The Sachsenhausen concentration camp

Content warning: Nazis, Holocaust, murder, graphic descriptions of death.

Back in 2017, when other countries were a thing you could visit and not just read about in the news, I was on holiday in Germany. It was a grim and rainy day, and on the advice of a follower from Twitter, I was heading to a former concentration camp.

Half an hour north of Berlin is a small town called Oranienburg, and within the town are the remains of the Sachsenhausen concentration camp. During the Second World War, it was used by the Nazis for political prisoners.
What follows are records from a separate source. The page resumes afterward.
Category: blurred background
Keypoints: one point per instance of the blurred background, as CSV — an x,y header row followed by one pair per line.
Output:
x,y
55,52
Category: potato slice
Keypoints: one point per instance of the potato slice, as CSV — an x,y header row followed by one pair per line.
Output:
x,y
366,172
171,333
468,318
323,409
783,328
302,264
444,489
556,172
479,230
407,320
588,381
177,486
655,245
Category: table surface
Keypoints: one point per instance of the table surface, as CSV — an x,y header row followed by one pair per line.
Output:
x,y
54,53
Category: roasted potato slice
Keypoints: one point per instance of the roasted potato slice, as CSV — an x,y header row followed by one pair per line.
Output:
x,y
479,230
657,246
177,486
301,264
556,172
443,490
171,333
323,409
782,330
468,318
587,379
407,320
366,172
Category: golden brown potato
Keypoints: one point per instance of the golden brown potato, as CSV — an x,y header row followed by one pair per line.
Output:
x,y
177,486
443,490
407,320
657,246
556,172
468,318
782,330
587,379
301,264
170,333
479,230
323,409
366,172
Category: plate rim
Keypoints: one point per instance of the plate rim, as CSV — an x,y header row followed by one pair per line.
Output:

An off-white building with a gate in the middle, set against a grey sky.

If you just look at the numbers, it might not seem very significant – about 100,000 prisoners died there, a fraction of the 6 million Jews who were killed in the Holocaust, or even the death toll of other individual camps.
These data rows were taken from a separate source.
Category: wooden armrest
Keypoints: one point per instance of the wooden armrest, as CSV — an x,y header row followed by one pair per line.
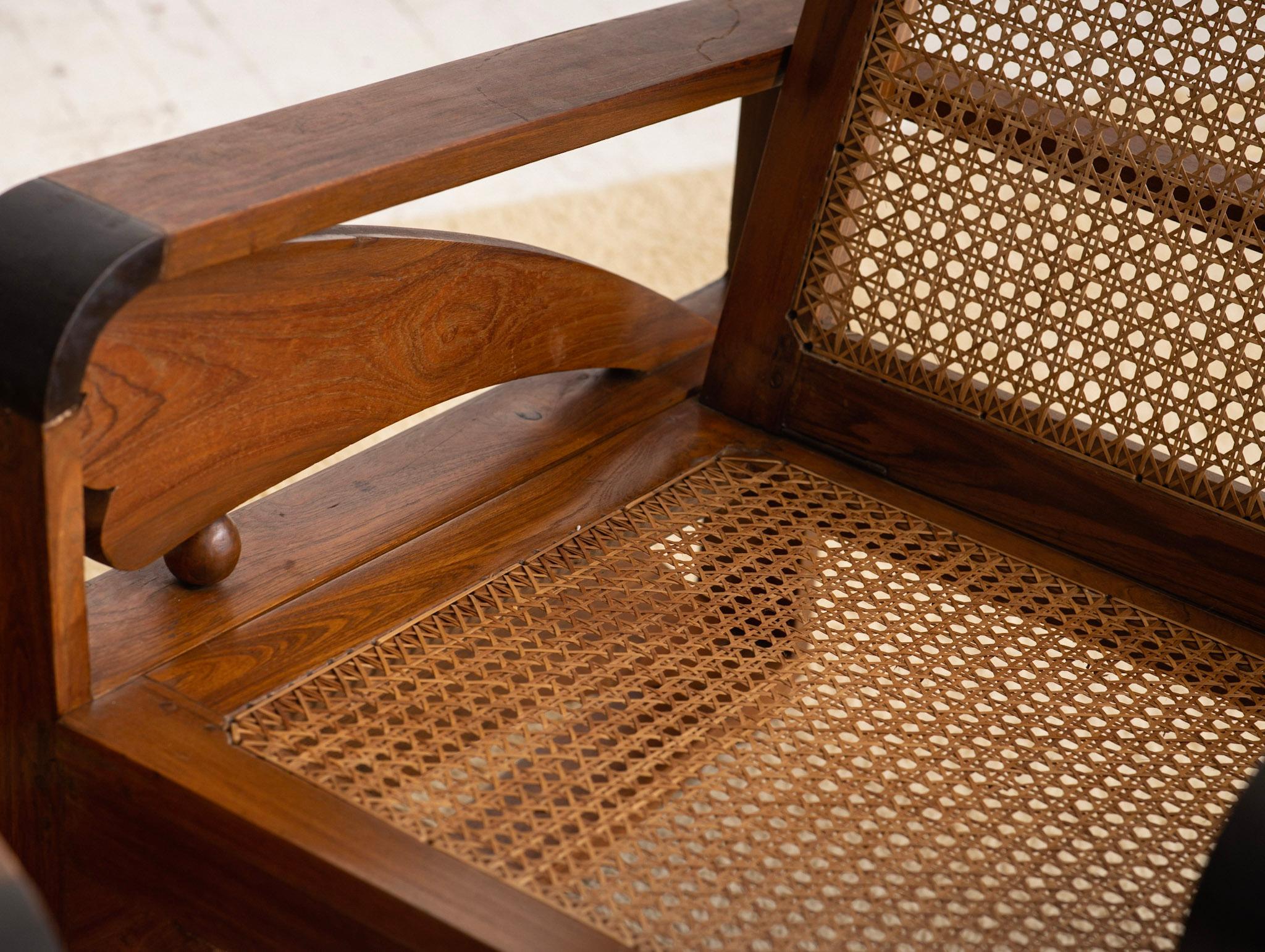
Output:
x,y
227,192
75,246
But Sachsenhausen reached far beyond its own walls. Oranienburg was the administrative centre of all the Nazi concentration camps, and Sachsenhausen was where new officers came to be trained. That alone is pretty sobering, but it was more than just admin. This was the inventing ground where the Nazis learnt how to do mass murders.

You can kill somebody by hanging them from a rope or shooting them with a gun – which is how political executions were carried out – but it doesn’t scale. Sachsenhausen was where the Nazis trialled techniques for mass killings, which became the template for other camps. Although its primary role wasn’t as an extermination camp, it did have gas chambers and crematoriums, and they were tested there before being used elsewhere.
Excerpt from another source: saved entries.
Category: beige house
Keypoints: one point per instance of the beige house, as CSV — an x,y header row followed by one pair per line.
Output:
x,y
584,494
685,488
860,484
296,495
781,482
The work at Sachsenhausen contributed to millions of deaths. As I stood in the cold and grey drizzle, I felt the weight of death in the air. It’s not a happy place – it’s a monument to mass murder.

There is something deeply disturbing about looking at a building, and knowing that hundreds of people died in its walls, and that other people chose to participate.

What struck me was the size. I tend to think of absolute evil as cartoonish. The volcano lair. The Arctic base. The deep-sea submarine. It’s big, it’s imposing, it’s impressive. This was none of those. It’s small. I walked the perimeter in half an hour.

I think I’d have found it easier if it was an enormous complex, running on a scale that I could never imagine. Having it be small makes it feel human, and relatable, and scary.

Most of the buildings are gone, and what’s left is a muddy field. But it’s a reminder that humans can be awful, that evil exists, and it creeps in without being big or flashy. When people talk about the “tyranny” of Europe, I want to drag them there and show them what real evil feels like.

A brown and muddy field, with a fence and watchtower visible on the horizon.

Carved on one of the walls is a quote from Andrzej Szczypiorski, one of the camp’s prisoners:

The Europe of the future cannot exist without commemorating all those, regardless of their nationality, who were killed at that time with complete contempt and hate, who were tortured to death, starved, gassed, incinerated and hanged…

We talk about remembering the world wars, but it’s an increasingly airbrushed image of heroism and daring. There were acts of bravery, certainly, but also acts of evil. Terrible evil and hatred still exists in the world, and it arrives without megalomanic plans or cartoonish villainy. It’s not something that’s been consigned to history.

Sachsenhausen is a place tinged with misery and death, and I had go for a long walk afterward. But I’m glad I went, that I got that dose of perspective, and that Germany tends to do a better job of remembering its history than Britain.